DuPage County coming together for WARHOL exhibit

Communities across DuPage County have welcomed and promoted the exhibit. In Naperville, there are two Warhol-styled displays: a Campbell’s Soup can inside the 95th Street library, and the Nichols Library showcases Warhol-inspired pictures of four local Naperville celebrities. The pictures are part of the College of DuPage’s Public Art Project.

“She (Diana Martinez, Executive Director of WARHOL) really challenged each of the communities to come up with four notable, not necessarily famous but notable residents, so that we could really make this a county-wide event,” said Executive Director of the DuPage County Convention and Vistors Bureau, Beth Marchetti. “And to me, this is what product development is all about, right? Like where you’re creating an experience that touches so many different communities.”

Warhol’s style of art appeals to everyone

Andy Warhol is one of the most well-known American artists and he used different styles of art that attracts all types of people.

“The arts truly do appeal to everyone, whether you’re six years old or 70 years old,” said Bank of America Senior Vice President of Media Relations Diane Wagner. “You can take a look at what Warhol has done with his different mediums, whether it’s photography or print, black and white or color. It just truly has a feel for a cultural understanding of what art can do and how valuable it can be.”

Bank of America has its own Warhol art collection, which was established for the company’s ‘Art in Our Communities Program’. Its Warhol collection features rare complete portfolios and individual prints from the artist. The bank has loaned the pieces to be viewed at the WARHOL exhibit.

Warhol was a jack of all trades, as he spent time as a band manager and director, in addition to creating films, clothes, and of course, art. A distinctive style of his was pop art, which was sparked in the late 1950s.

Interactive pop art fun

The exhibit features a chance for kids and people of all ages to enjoy pop art in an interactive way.

“I wanted kids to experience pop art in a fun way,” said Executive Director of WARHOL, Diana Martinez. “So as you see on the walls, we have like the pop art explosion, like that cartoon era. And cartoons were really big in that era as well.”

Other areas inside the WARHOL exhibit

Along with the Pop Art Factory and the Bank of America section, there are five different areas that people can visit.

“So right now, we’re actually in a black box theater that we’ve transformed into another gallery to show the photographs of our collection, which is a great space because it’s perfectly climate controlled and secure, just like a gallery space. But it’s a little more dramatic with the lighting,” said Curator of the Cleve Carney Museum of Art, Justin Witte.

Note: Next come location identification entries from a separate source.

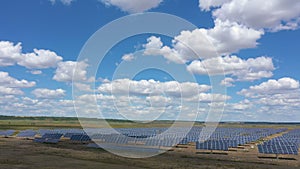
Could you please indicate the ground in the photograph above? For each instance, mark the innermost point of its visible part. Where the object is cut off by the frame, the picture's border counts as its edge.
(16, 153)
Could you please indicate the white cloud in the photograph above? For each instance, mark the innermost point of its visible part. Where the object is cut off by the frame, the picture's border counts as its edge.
(225, 38)
(128, 57)
(40, 59)
(133, 6)
(274, 15)
(36, 72)
(151, 87)
(244, 70)
(65, 2)
(271, 87)
(206, 5)
(228, 82)
(9, 53)
(48, 94)
(83, 87)
(155, 47)
(7, 81)
(273, 100)
(65, 71)
(10, 91)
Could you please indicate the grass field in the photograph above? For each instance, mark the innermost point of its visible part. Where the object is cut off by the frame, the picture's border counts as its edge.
(19, 153)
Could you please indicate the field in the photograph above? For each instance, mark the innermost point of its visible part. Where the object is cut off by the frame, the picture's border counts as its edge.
(23, 153)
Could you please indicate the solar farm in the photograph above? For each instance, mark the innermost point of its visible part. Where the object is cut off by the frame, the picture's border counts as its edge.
(228, 144)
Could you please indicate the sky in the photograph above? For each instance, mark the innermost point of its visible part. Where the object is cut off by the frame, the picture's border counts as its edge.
(240, 61)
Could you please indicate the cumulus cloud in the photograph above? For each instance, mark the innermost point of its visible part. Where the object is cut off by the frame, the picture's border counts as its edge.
(228, 82)
(9, 53)
(147, 87)
(43, 93)
(206, 5)
(225, 38)
(128, 57)
(36, 72)
(276, 100)
(257, 14)
(40, 59)
(10, 91)
(65, 2)
(70, 70)
(271, 87)
(7, 81)
(244, 70)
(133, 6)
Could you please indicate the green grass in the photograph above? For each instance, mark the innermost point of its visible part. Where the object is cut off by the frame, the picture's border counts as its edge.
(21, 123)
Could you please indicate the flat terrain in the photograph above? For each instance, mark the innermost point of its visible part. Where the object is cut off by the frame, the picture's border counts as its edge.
(17, 153)
(25, 154)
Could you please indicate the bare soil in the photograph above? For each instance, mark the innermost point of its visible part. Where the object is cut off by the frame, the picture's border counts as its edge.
(25, 154)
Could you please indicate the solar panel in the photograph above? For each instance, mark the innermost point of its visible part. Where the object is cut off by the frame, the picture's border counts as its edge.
(7, 133)
(27, 133)
(80, 137)
(49, 138)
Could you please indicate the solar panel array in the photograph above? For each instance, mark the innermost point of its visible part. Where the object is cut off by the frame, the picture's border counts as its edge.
(27, 133)
(288, 143)
(220, 139)
(49, 138)
(7, 133)
(80, 138)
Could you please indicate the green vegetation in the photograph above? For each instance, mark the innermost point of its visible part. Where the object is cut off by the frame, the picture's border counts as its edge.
(20, 123)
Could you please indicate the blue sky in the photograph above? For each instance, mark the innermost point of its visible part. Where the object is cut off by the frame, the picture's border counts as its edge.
(257, 60)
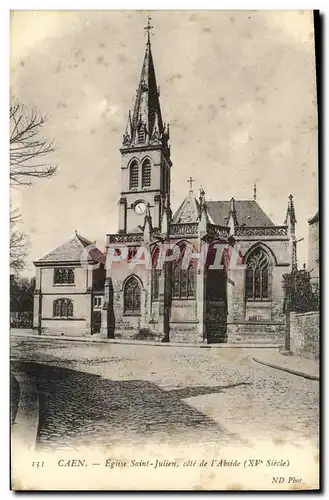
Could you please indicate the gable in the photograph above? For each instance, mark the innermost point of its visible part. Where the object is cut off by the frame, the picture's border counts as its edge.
(188, 210)
(248, 213)
(72, 251)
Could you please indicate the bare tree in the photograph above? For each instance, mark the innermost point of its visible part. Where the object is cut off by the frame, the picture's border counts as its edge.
(18, 243)
(28, 151)
(28, 148)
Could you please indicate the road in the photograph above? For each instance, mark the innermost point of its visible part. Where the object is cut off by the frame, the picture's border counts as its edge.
(105, 394)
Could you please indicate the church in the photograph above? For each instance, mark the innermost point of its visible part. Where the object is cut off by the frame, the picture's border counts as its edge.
(239, 301)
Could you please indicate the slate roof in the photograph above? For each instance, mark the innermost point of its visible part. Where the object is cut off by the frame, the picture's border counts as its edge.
(72, 251)
(247, 212)
(188, 211)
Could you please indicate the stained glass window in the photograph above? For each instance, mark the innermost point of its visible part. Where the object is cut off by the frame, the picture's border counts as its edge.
(146, 174)
(132, 296)
(257, 275)
(133, 175)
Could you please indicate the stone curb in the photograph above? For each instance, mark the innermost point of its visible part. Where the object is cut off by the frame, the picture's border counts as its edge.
(148, 343)
(25, 427)
(288, 370)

Another one of the art center’s theatres was transformed into a re-creation of Studio 54. The studio highlights some of the fashion and culture that surrounded the space in which Warhol was frequently seen. Replica outfits from many popular celebrities are on display.

The art center also has a complete historical section. Witte and his staff were in charge of putting up walls for the display and wrote all about Warhol, telling his life from childhood through his death. It also explains his evolution as an artist and individual.

“We’ve also taken areas on our second floor and transformed them into gallery spaces to show Andy Warhol’s Silver Cloud installation and displays of Interview magazine, which he founded,” said Witte. “The area behind the art center has been transformed into a Central Park area. So we spread throughout the art center. So if you come here, it’s really like a bunch of separate shows, all covering a different facet of Warhol’s life.”

Creativity can be hard to find as an adult, but the staff at the art center say that this exhibit can help bring that spark back.

“We read every day, we have to do math in our head for, you know, buying things every day, but we also, as adults and as a society, don’t always give ourselves permission to be creative,” said Martinez. “And the minute I find that you give somebody that opportunity, they really enjoy it and it really does help you grow as a human.”